A client has undergone a percutaneous stereotactic rhizotomy. What instruction by the nurse is most important on discharge from the ambulatory surgical center?
- A. Avoid having teeth pulled for 1 year
- B. Avoid heavy lifting for 6 months
- C. Do not use harsh chemicals on your face
- D. Inform your dentist of this procedure
Correct Answer: C
Rationale: The affected side is left without sensation after this procedure. The client should avoid putting harsh chemicals on the affected side to prevent injury. The other instructions are not necessary.
A client with myasthenia gravis has the priority client problem of inadequate nutrition. What assessment is most important?
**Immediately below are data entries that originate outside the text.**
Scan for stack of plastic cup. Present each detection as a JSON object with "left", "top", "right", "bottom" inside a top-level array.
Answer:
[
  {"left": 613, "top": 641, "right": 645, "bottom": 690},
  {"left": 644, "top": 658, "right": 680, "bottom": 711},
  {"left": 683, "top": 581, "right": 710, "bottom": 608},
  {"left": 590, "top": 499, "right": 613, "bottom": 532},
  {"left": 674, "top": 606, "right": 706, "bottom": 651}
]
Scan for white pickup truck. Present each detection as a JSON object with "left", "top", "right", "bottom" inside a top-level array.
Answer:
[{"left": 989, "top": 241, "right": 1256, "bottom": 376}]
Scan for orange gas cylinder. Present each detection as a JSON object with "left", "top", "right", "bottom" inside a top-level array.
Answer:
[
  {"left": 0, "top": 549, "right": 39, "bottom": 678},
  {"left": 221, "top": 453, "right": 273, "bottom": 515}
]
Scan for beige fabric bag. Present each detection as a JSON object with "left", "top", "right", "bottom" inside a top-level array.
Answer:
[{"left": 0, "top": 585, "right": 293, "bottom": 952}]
- A. Ability to chew and swallow without aspiration
- B. Eating 75% of meals and between-meal snacks
- C. Intake greater than output for 3 days
- D. Weight gain of 3 pounds in 1 month
Correct Answer: D
Rationale: Weight gain is the best indicator that the client is receiving enough nutrition. Being able to chew and swallow is important for eating, but adequate nutrition can be accomplished through enteral means if needed. Swallowing without difficulty is necessary for an intact airway. Since the question does not include what the client's meals and snacks consist of, eating 75% may or may not be adequate. Intake and output refers to fluid balance.
An older client is hospitalized with Guillain-Barr?© syndrome. A family member tells the nurse the client is restless and seems confused. What action by the nurse is best?
- A. Assess the client's oxygen saturation
- B. Check the medication list for interactions
- C. Place the client on a bed alarm
- D. Put the client on safety precautions
Correct Answer: A
Rationale: In an older adult, an early sign of hypoxia is often confusion and restlessness. The nurse should first assess the client's oxygen saturation. The other actions are appropriate but only after this assessment occurs.